Amelia Earhart Search Update: Investigation Of Possible Crash Site To Resume In 2014

Amelia Earhart Mystery May Be Solved Next Year
Amelia Earhart, the first woman to fly solo across the Atlantic Ocean, is seen in this undated photo. (AP Photo)
Amelia Earhart, the first woman to fly solo across the Atlantic Ocean, is seen in this undated photo. (AP Photo)

Fear not, Amelia Earhart fans: The search for America's long-lost female pilot will resume again in 2014, and the expedition may finally prove whether or not Earhart crash landed on an island in the South Pacific and died a castaway.

The investigation will be led by The International Group for Historic Aircraft Recovery (TIGHAR), an organization that has spent many years and millions of dollars attempting to solve the mystery of Earhart's disappearance during a flight 76 years ago.
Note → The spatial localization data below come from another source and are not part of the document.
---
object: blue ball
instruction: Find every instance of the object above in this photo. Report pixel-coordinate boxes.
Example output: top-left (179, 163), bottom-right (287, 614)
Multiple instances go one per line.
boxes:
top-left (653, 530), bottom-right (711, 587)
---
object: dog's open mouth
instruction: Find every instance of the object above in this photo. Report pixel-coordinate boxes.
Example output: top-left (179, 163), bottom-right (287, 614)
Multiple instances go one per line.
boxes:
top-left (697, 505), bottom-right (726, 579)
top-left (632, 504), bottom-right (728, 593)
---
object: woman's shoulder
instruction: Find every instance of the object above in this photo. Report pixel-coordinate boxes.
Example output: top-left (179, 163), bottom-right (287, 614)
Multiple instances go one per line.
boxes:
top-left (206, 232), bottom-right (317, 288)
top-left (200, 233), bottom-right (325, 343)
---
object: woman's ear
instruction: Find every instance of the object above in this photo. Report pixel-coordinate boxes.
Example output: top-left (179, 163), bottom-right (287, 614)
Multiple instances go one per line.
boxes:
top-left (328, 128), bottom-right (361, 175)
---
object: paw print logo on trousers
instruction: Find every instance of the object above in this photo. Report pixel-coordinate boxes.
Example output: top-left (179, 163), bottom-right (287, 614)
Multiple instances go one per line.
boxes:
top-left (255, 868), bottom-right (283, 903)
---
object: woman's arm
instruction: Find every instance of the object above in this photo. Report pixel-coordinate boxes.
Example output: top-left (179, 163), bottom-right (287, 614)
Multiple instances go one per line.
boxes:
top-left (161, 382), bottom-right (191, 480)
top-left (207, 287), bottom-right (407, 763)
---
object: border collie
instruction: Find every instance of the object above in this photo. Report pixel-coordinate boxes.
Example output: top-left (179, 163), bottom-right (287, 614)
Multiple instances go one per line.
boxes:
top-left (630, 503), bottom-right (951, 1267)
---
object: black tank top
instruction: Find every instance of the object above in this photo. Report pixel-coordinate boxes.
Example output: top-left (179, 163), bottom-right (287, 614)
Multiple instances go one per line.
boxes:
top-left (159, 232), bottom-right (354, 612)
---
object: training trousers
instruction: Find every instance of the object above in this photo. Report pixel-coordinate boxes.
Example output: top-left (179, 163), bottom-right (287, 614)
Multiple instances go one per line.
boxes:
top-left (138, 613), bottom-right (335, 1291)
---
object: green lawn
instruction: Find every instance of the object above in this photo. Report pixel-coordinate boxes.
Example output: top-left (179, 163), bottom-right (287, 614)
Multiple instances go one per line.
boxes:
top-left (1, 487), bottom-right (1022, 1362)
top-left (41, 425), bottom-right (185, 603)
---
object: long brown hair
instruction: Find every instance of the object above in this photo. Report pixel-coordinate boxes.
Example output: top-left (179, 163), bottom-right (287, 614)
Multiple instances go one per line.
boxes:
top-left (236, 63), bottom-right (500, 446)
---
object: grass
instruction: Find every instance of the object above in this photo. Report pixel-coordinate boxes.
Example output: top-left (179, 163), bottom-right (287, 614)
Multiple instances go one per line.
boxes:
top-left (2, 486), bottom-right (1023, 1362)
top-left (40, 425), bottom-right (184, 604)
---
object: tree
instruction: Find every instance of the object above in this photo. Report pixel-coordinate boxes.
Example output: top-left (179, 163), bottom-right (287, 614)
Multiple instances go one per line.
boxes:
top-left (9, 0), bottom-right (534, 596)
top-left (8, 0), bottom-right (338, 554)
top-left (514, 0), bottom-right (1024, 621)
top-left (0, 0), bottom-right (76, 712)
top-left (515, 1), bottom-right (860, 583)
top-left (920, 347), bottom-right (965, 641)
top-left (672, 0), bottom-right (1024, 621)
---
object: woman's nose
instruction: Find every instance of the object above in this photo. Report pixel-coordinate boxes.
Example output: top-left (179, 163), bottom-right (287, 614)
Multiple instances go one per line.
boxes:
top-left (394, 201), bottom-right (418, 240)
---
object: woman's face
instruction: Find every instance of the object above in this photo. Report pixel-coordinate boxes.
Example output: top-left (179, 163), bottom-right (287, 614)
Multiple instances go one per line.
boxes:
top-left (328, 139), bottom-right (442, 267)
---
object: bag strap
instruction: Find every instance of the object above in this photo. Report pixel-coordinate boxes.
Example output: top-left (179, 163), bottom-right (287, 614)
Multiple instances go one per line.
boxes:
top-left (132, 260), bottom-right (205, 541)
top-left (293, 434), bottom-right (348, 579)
According to TIGHAR's website, the group plans to organize a 30-day expedition in September to Gardner Island, now Nikumaroro Island, in the Republic of Kiribati. The group will be borrowing a University of Hawai‘i oceanographic research ship, from which it will be able to deploy two submersibles, Pisces IV and Pisces V, each carrying a pilot and two TIGHAR observers.

The submersibles will be used to get a "detailed 'eyeball' and photographic examination of the entire mile-long underwater search area," according to TIGHAR. Meanwhile an onshore team will be performing a "detailed survey of the beachfront and forest area in search of evidence of an initial Earhart/Noonan campsite."

The team will be building off previous expeditions in order to decide where to search. One of the most important underwater clues to date may be a 22-foot long object picked up TIGHAR-funded sonar imaging just west of Nikumaroro Island. The object bears a resemblance to the fuselage of Earhart's Lockheed Electra.

“We have reason to believe it might be something of interest,” Gillespie told Discovery News.

TIGHAR also uncovered rare aerial photographs, one taken a few months after the crash and more taken in 1938, which appear to show traces of the aviator and her plane, Discovery notes.

Researchers have also found intriguing evidence on the island, including remnants of a glass jar they suggest once held 1930s freckle-bleaching cream.

“We found mercury in the interior of the jar, not the exterior, and no mercury on nearby glass. Jars in this style were sold as cosmetic creams for the face,” Joe Cerniglia, a co-author of a TIGHAR study confirming the freckle ointment, told Discovery News.

The 39-year-old Earhart disappeared without a trace on July 2, 1937, while attempting to become the first woman to fly around the world. Earhart and her navigator, Fred Noonan, lost radio contact during what many considered the most treacherous leg of their trip, from Lae, New Guinea, to Howland Island in the Pacific, Time notes.

Other possible theories for the heroine's demise include an unsurvivable crash into the Pacific, as well as capture and subsequent execution by the Japanese, PBS notes.